Certa vez, alguém me disse que viajar é bom para que tenhamos contato com coisas e pessoas diferentes, para conhecer outras culturas, ver a marca da diversidade em cada local, etc. e tal. Não sei se preciso viajar para perceber a marca da diferença nas coisas e nos seres.
Em primeiro lugar, vejo com total naturalidade a diversidade do que existe e concebo muito mais que sejamos diversos que iguais. A diferença do outro não me espanta. Pelo contrário, confirma o que apreendo da existência. Há coisas que nos igualam e há coisas que nos diferenciam. Não sinto que preciso atravessar oceanos para captá-las. A mim, o outro, o que quer que ele seja ou apresenta, faz parte da variabilidade humana. É como diz Guimarães Rosa, "vi de tudo, neste mundo!" A gente vê de tudo mesmo. Bem sei!
E mesmo sem, a priori, querer ir... Fui. A serviço. Viagem a serviço, por estrito cumprimento do dever legal de funcionária pública, sujeita às ordens decorrentes da hierarquia funcional. Sobre hierarquia, tenho duas considerações a fazer: não gosto de mandar e não gosto de obedecer. Sou anárquica por natureza. E dentro dessa anarquia vou contornando num zigue-zague danado. São anos e anos de prática com sucesso.
No momento seguinte nem parecia mais aquela pessoa que relutara ceder. Iria de coração e peito abertos, afinal de contas era só assistir a uma homenagem. Nem era bem trabalho o que iria fazer. Ao contrário de outros que se deslocam para realizar atividades árduas ou ir a locais sem grandes atrativos, eu iria para a capital do estado. O mar estava à minha espera. Ah! Mar! Amar é o que mais quero.
O dia todo dentro de um carro, com a atenuante de estar em boas companhias. Horas a fio em que não havia mais posição possível para um corpo cansado. Horas em que falamos sobre tudo. Risos, gargalhadas... Histórias, livros, investimentos, marketing, filhos, relacionamentos, filmes, trabalho. E gente! O que é ser gente?
Todos aprendendo na escola da vida. Oportunidade de conhecer os colegas além da empresa e das reuniões, além daquilo que intitulamos profissionalismo. Oportunidade de olhar nos olhos, de falar sobre os medos e os anseios, as insatisfações, as esperanças, sobre o que nos move e comove. E de suportar o silêncio que cada um faz quando as palavras descansam. Oportunidade de ir além das aparências. Essência!

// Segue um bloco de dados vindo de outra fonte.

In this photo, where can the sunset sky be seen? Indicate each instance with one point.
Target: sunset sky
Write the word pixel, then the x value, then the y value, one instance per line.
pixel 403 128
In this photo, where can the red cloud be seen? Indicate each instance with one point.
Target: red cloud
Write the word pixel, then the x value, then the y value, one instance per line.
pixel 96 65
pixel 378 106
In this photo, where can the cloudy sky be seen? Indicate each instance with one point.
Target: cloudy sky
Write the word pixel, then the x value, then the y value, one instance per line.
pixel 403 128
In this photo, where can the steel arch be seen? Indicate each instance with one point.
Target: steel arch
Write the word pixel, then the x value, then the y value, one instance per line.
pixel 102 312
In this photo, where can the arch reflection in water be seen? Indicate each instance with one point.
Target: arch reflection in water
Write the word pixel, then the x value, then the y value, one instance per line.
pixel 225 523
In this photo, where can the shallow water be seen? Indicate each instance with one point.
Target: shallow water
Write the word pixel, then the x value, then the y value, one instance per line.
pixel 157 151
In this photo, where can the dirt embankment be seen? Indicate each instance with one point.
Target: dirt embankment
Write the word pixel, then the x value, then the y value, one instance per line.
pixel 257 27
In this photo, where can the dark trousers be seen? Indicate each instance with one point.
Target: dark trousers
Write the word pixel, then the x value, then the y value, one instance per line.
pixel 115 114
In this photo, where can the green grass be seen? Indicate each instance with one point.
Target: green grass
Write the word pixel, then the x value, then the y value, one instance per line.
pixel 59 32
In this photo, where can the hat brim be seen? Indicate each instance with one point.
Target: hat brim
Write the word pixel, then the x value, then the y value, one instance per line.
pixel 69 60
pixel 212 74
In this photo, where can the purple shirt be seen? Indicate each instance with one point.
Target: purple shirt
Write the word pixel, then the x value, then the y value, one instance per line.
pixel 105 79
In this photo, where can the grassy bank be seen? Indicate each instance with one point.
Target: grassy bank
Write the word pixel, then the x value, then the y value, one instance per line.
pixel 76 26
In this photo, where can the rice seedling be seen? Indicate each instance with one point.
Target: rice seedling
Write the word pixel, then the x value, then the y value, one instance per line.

À noite, hotel, comer e dormir. O outro dia principiaria com as suas vinte e quatro horas. Nem mais, nem menos. Saberia aproveitá-las como nunca. Fiz essa promessa a mim mesma. Lembrei da frase de minha mãe: "Um dia é uma vida." Faria dele uma vida, afinal de contas, a viagem totalizaria três dias, um de ida e um de volta. No meio, um só dia em que tudo seria possível. Em que poderia acontecer tudo, inclusive nada. Mas não sou das que desperdiçam tempo. Não sou daquelas que não arranjam histórias para contar.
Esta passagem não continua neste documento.